The same principles apply to volunteers, but rather than donating their money, you can think of it as donating their time.
Automate your CRM
Between website visits, emails, phone calls, and text messages, tracking all your interactions with your audience threatens to leave your head spinning. The prospect of trying to track all of these in a system may seem like more trouble than it’s worth, and if you had to do it manually, it probably would be.
That’s where automation comes in. ActiveCampaign’s automation capabilities enable you to automatically move contacts through your pipelines. For example, if somebody on your email list doesn’t open any emails for two months, you can configure an automation so that the contact is moved to “at risk” in your pipeline, and you’ll be notified that you need to take steps to reengage the contact. All you need to do is take care of the actual communication. In fact, you can even automate that as well with a personalized email. This functionality saves you loads of time without sacrificing quality of service and communication.

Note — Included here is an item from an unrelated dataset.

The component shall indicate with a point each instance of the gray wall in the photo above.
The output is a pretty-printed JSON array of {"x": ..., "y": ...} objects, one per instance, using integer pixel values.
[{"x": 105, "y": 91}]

Try ActiveCampaign for free to see how it can help grow your non-profit
Evaluate the Health of Your Non-Profit
When you have all of your contact data in one place, it becomes exponentially easier for you to analyze the success of your initiatives. You can use your CRM to track every single interaction between your organization and a prospect or constituent.
Find out which of your strategies are working and which aren’t, then dump the not-so-successful ones. Optimize your communications so that you’re only sending out ones that garner the desired response.
CRM as a Swiss Army Knife
On the surface, CRMs may appear to be robust versions of simple contact management tools, but they are so much more. When you properly implement a CRM, you unearth an endless mine of business processes and functions that help your non-profit grow. You can effectively turn your CRM into a hub for all donor- and constituent-related activity providing your team with all the information they need to execute your initiatives and raise your organization to the next level.